It wasn't easy, though.

His mother occupied the first three spots on his top five list, but his grandmother was fighting hard to claim one of the other two. That she wasn't doing anything but sitting there with her drink in hand, regarding him out of the corner of her eye, was of little consequence; she didn't have to do anything but be herself. That body would have insisted upon itself even if Frank hadn't been sure that considerable intellect lurked behind her sly grin.

For most of his life, Frank had thought his grandmother a sweet little old lady whose ready smile and unending supply of caramel candies compensated for her lack of intellectual firepower. She'd never waded into the debates her husband provoked, leaving Frank to wonder whether she shared his small-mindedness or merely tolerated it; whether Grandpa Dick had convinced her that politics was a man's domain and thus she oughtn't worry her pretty little head over matters beyond her comprehension. He'd never met the real Noreen, though; the woman he'd thought of as his grandmother was little more than a stage performance. In some ways, she was worse than a stranger to him—at least when he met someone new, Frank had no priors in need of updating. All the cells in his mental spreadsheet were blank. How much of what he thought he knew was incorrect? Not all of it, surely. His estimate of her IQ, though, had to be.

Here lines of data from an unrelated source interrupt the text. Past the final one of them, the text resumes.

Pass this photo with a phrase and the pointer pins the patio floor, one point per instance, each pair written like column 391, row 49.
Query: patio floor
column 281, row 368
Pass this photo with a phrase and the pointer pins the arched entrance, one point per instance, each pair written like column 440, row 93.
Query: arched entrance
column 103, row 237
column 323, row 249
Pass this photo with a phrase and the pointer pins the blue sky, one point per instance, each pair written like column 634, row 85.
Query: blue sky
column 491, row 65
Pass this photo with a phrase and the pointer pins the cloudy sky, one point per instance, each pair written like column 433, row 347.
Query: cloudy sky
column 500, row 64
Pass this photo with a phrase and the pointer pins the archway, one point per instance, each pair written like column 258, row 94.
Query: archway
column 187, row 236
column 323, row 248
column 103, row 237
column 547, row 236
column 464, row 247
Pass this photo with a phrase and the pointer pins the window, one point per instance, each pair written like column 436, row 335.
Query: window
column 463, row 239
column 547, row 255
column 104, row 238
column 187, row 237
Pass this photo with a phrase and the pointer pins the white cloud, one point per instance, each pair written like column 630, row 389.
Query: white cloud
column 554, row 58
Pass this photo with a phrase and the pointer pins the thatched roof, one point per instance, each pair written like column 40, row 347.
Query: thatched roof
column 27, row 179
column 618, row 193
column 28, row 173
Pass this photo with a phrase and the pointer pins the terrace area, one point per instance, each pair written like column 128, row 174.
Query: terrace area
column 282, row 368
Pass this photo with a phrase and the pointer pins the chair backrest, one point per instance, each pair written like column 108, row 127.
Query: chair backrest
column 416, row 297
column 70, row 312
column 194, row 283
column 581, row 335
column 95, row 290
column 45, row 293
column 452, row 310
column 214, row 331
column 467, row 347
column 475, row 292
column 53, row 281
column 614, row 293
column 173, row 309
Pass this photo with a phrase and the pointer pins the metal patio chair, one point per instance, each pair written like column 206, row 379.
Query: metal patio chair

The possibilities both fascinated and enticed Frank, though other mysteries had his attention for the time being. Where were they were headed, and how? Was the palace where day met night in any way connected? What did his grandmother know about that?

On the outside, their improbable mode of transportation looked like something out of the nineteenth century. Frank thought the train wasn't a relic from that time, though, but had instead been plucked out of history and dropped into the modern era. Or conjured out of thin air by someone with old-fashioned sensibilities. There was no sign of rust or oxidation, even around the wheels, and it didn't look like a fresh coat of paint had been slapped on old passenger cars. He'd dragged the tips of his fingers along the green exterior, finding no bumps or irregularities. It had hardly come as a surprise, then, when he'd followed his grandmother inside and found a luxury apartment with ultra-modern decor. Black carpeting lined the floor, the walls and ceiling were gunmetal gray, and an L-shaped bar with a polished granite top, shiny wooden paneling, and matching stools occupied one corner. Behind it hung a flat screen TV and a pair of powerful speakers. The lighting came not form oil lamps but LED bulbs. A light gray couch, with black throw pillows, extended from the nearest wall.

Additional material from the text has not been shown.